The girl told Dani she was really hurt at first, because she thought Dani meant for her to see those messages. But once they had a real conversation, she realized that wasn't the case, she admitted she was more mad at the girl who leaked the texts, her “friend” who sent the screenshots around after a falling-out.
She told Dani she now gets that the stuff said in the chat wasn’t meant to be public or malicious, just venting between teens. She even said she’s said worse things herself in private about people she was frustrated with. It didn’t excuse it, but it helped her put it in perspective, and she let it go.
As for therapy, I brought it up. I told my husband that maybe this would be a good opportunity for all of us to work on our dynamics, maybe family therapy, or even just individual support to unpack some of the emotional baggage that clearly still weighs heavy.
He’s open to family therapy, but absolutely shut down the idea of individual counseling for himself. Dani’s kind of on the fence. She says she doesn’t hate the idea, but she doesn’t feel like she needs it, either.
Things aren’t magically fixed, but we’re in a more honest place now. Dani’s been handling this whole situation with more maturity than I expected. My husband and I are still figuring out what parenting together means when we come at things from different emotional angles.
I still stand by what I said in the original post, kids don’t just bounce back from emotional shifts, and pretending nothing happened doesn’t help anyone. But I’m glad we didn’t just leave things frozen there. Thanks again to everyone who took the time to give their opinions.
StevetheBombaycat wrote:
Wow, that’s an incredible update. Sounds like you guys are raising an incredible human being who is able to self reflect which is unusual for anyone at any age let alone a teenager. I’m glad your husband was able to open up and acknowledge that this brought back all the painful memories.
It also sounds like knowing this you will all be communicating better in the future. I think even if the rest of the family doesn’t want to participate in therapy, you should definitely go for it yourself. It never hurts to have an outside opinion.
thornpetalrose wrote:
D**da** this update gave me chills. Like, we barely see teens this emotionally fluent, and she’s handling it better than most adults fr.
Zappathegreat wrote:
Great update. Nice to read that a healthy positive outcome can happen with honesty and communication. Hopefully with the experience of family counseling your husband will see the benefits of therapy and go for himself. If it is brought up again tell him this, therapy will give you an opportunity to talk to someone who isn’t family or friends. That is actually freeing. Good luck.

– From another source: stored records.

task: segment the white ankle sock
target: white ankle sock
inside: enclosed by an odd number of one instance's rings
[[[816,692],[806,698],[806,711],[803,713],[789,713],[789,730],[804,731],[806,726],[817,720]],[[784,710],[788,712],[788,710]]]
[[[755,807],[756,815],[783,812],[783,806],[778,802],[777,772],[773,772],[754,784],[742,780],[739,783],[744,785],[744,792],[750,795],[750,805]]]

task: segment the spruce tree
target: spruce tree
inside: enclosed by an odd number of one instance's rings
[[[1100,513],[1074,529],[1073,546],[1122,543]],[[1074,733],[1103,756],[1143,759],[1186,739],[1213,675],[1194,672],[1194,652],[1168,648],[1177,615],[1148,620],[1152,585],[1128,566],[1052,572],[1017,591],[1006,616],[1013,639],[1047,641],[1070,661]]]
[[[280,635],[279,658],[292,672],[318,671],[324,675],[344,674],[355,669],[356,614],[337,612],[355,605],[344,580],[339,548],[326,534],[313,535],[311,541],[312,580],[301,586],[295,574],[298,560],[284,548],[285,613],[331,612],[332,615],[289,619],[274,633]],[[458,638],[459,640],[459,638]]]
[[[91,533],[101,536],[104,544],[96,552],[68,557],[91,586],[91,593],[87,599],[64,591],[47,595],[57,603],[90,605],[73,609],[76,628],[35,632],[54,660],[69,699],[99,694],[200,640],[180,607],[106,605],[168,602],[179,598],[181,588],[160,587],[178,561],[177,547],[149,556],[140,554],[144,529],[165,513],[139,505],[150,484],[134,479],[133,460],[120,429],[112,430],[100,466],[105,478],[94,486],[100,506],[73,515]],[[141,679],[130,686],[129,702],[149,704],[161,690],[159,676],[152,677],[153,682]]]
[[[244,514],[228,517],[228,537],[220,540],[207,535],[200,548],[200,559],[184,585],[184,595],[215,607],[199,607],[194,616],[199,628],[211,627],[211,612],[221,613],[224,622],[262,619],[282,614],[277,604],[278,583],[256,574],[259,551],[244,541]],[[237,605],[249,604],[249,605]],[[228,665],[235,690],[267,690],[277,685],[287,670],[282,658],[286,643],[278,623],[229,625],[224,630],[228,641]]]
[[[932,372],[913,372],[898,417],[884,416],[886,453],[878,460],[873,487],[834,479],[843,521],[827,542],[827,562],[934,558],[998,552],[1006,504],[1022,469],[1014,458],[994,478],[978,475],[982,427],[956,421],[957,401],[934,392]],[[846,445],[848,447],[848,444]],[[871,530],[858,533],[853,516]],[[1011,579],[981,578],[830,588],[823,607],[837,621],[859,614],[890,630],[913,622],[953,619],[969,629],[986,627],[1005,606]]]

Much-introduction-72 wrote:
Bullying was bad enough when I was a teen, but at least it was just trash talk in the hallways and notes being passed around...yes, I know I'm old as dirt. I can't imagine being a teen in the digital age. Snapchat, Discord, text messages...it's all so easy to tear someone down publicly.
All my kids have gone to therapy...as a preventive measure. Mental health is such a big issue. Encourage Dani to see someone. Also, encourage your husband to see a therapist too. It has helped me immensely! I wish I had done it 20 years ago. I was terribly bullied as a child and teen. Those scars do not heal on their own. You handled this beautifully. Good luck and thanks for the update!